Your annotations aren't "wrong" – but they're also not as useful as they could be, because you've only annotated pattern matches for LABEL_A and didn't really get to work with the model. So I'd definitely suggest rerunning textcat.teach. Maybe start with a new dataset, so you can run separate experiments later on: one with only the new set, and one with the new set and old set combined (to see if it makes a difference).

The --label on the command line won't override anything in the patterns. The patterns are just a list of examples for the individual labels, to tell Prodigy "If you come across a match for this, it might be label X".

Prodigy could also handle cases like this better. Since we're parsing all patterns upfront anyways, the pattern matcher could at least warn you if one or more of the input labels aren't present in your patterns. This would also let us filter the patterns by --labels by default.

Thanks, Ines. Really appreciate the quick response.

In my case, I was deliberately using the same set of seeds for each classifier. The two classifiers are to classify POSITIVE and NEGATIVE text.

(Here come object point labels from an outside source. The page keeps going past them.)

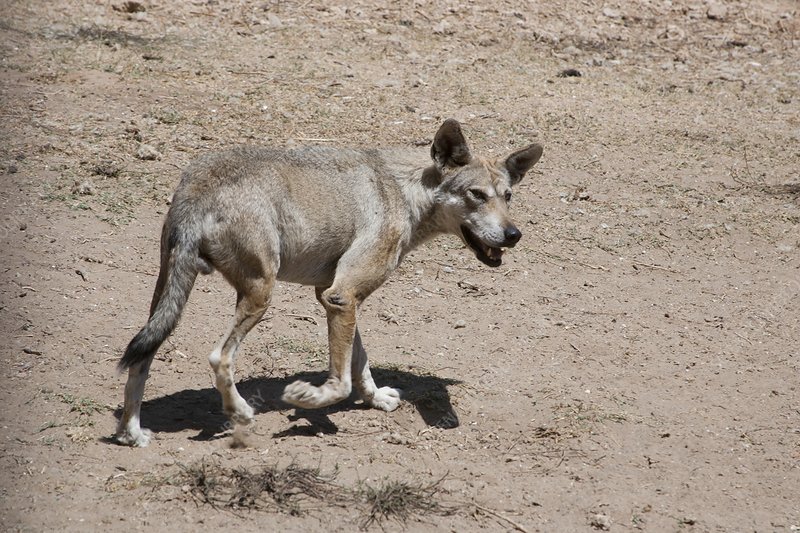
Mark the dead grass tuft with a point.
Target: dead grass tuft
(268, 486)
(400, 501)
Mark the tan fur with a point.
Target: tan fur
(338, 219)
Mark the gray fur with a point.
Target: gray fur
(338, 219)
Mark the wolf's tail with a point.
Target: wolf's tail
(179, 268)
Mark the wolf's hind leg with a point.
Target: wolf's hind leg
(129, 430)
(384, 398)
(253, 299)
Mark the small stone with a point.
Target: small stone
(147, 153)
(717, 12)
(85, 188)
(601, 522)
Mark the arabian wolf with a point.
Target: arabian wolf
(338, 219)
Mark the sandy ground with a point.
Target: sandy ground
(632, 365)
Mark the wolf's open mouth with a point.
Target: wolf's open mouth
(488, 255)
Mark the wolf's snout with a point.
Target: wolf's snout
(512, 235)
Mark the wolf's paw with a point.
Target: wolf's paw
(307, 396)
(240, 412)
(386, 399)
(137, 437)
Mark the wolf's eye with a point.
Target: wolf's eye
(477, 195)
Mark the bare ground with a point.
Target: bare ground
(632, 365)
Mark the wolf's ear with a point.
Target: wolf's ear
(521, 162)
(449, 148)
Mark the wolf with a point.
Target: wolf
(340, 220)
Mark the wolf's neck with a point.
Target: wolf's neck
(419, 191)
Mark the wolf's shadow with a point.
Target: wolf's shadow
(201, 409)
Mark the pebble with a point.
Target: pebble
(147, 153)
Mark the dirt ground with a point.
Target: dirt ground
(633, 365)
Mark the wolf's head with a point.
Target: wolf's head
(474, 193)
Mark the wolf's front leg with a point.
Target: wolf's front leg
(384, 398)
(341, 310)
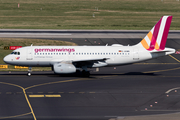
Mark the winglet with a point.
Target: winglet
(156, 38)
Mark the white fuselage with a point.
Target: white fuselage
(103, 55)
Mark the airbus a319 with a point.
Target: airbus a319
(69, 59)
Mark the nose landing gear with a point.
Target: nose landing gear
(29, 71)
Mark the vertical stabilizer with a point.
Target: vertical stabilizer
(156, 38)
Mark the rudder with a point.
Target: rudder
(157, 36)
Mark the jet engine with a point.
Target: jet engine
(64, 68)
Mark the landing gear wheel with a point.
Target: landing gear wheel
(29, 71)
(29, 74)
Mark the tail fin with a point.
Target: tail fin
(156, 38)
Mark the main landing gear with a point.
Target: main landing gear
(29, 71)
(85, 73)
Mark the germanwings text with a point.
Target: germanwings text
(54, 50)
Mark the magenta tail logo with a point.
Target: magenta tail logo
(156, 38)
(17, 58)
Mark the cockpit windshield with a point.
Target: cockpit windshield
(15, 53)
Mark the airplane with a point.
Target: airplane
(70, 59)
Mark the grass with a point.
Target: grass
(26, 42)
(78, 14)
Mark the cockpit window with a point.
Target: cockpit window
(16, 53)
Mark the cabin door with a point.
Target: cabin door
(136, 54)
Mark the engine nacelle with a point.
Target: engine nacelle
(63, 68)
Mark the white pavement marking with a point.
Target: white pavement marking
(172, 90)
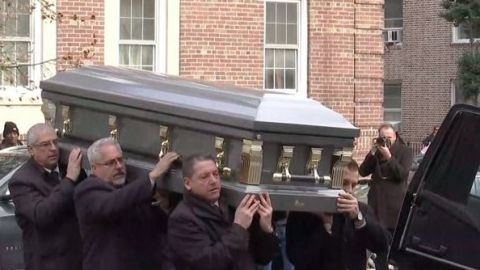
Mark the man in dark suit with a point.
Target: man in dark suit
(44, 203)
(389, 163)
(335, 241)
(119, 226)
(201, 234)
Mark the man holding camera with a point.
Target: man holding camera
(389, 163)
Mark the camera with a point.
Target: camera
(383, 141)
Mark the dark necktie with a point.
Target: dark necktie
(53, 178)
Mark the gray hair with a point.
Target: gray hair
(34, 132)
(93, 152)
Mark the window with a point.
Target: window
(138, 38)
(15, 42)
(393, 21)
(458, 97)
(282, 45)
(460, 34)
(392, 103)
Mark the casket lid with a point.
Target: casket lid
(255, 110)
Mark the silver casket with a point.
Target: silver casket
(292, 147)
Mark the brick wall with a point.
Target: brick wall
(425, 63)
(222, 41)
(346, 62)
(80, 28)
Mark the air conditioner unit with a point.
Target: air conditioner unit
(393, 36)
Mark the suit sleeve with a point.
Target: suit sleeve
(368, 165)
(373, 235)
(41, 210)
(188, 241)
(398, 167)
(263, 245)
(98, 202)
(303, 237)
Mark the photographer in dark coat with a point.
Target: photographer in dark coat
(201, 234)
(389, 163)
(42, 191)
(120, 228)
(335, 241)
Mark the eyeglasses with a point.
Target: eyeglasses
(47, 144)
(112, 162)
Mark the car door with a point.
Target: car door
(439, 224)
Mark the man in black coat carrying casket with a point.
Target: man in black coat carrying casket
(201, 234)
(120, 227)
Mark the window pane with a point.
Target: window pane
(22, 76)
(124, 55)
(9, 51)
(290, 78)
(10, 26)
(137, 8)
(22, 52)
(393, 9)
(281, 34)
(279, 79)
(290, 59)
(136, 28)
(149, 8)
(279, 58)
(281, 13)
(147, 55)
(392, 96)
(269, 78)
(148, 29)
(125, 8)
(269, 58)
(23, 6)
(125, 29)
(23, 25)
(135, 55)
(392, 116)
(270, 33)
(292, 34)
(292, 13)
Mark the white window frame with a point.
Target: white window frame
(394, 123)
(453, 90)
(159, 42)
(35, 52)
(457, 40)
(302, 48)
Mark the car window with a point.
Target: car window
(475, 191)
(449, 195)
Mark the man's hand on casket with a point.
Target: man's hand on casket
(245, 211)
(348, 204)
(74, 165)
(162, 166)
(265, 211)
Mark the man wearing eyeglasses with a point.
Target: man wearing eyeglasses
(119, 226)
(44, 203)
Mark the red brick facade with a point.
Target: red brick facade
(223, 41)
(80, 32)
(425, 64)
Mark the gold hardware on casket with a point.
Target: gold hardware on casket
(221, 159)
(339, 168)
(283, 172)
(164, 143)
(67, 123)
(252, 160)
(113, 125)
(312, 164)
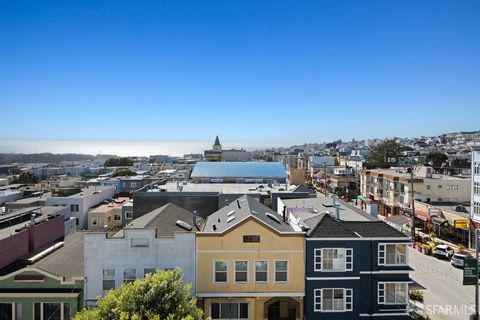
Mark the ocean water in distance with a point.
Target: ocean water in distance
(124, 147)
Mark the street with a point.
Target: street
(445, 296)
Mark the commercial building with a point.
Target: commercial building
(161, 239)
(250, 264)
(78, 201)
(47, 284)
(239, 172)
(391, 188)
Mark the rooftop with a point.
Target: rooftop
(241, 209)
(239, 170)
(325, 226)
(164, 220)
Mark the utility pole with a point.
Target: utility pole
(412, 227)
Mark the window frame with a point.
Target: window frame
(255, 271)
(215, 271)
(275, 271)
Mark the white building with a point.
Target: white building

The seeds were the same since they contained words that are ambiguous in isolation (e.g. even a word like “low” is context sensitive; low IQ = NEGATIVE but low arrogance = POSITIVE).

So, if I understand you correctly, I should be fine.

Just a final point of clarification: Am I right that the label used in the final model is the one provided by the --label option of the textcat.teach command e.g. my positive model will use the POSITIVE label (as provided at the command line) even if the labels in the pattern file were NEGATIVE? (I’ve created separate datasets to store the positive and negative annotations).

1 Like

Yes, at least, the model you're training in the loop using ner.teach. For the final model, you'll probably batch train from your collected annotations, which will take all labels into account that are present in the data you're training from.

Thanks. Got it.

Right or wrong, at the moment I’ve been using a protocol of “one dataset per annotation task” but think I can consolidate later by using db-out (on all datasets) and then db-in to a single “merged” dataset from which I can generate a model that does all annotations. Sounds OK or unnecessary?

1 Like

Yes, “one dataset per annotation task” is definitely the strategy we’d recommend. This is also very much in line with what we envision for larger workflows in the future (and the task management in the upcoming Annotation Manager).

You can always merge smaller datasets into one later, but separating existing large sets is obviously more difficult. Keeping a set for every smaller piece also allows you to run experiments with different combinations of annotations – for example, to see if an approach with different patterns improves the model or not.

Brilliant. Thanks again for your support. I’m very impressed!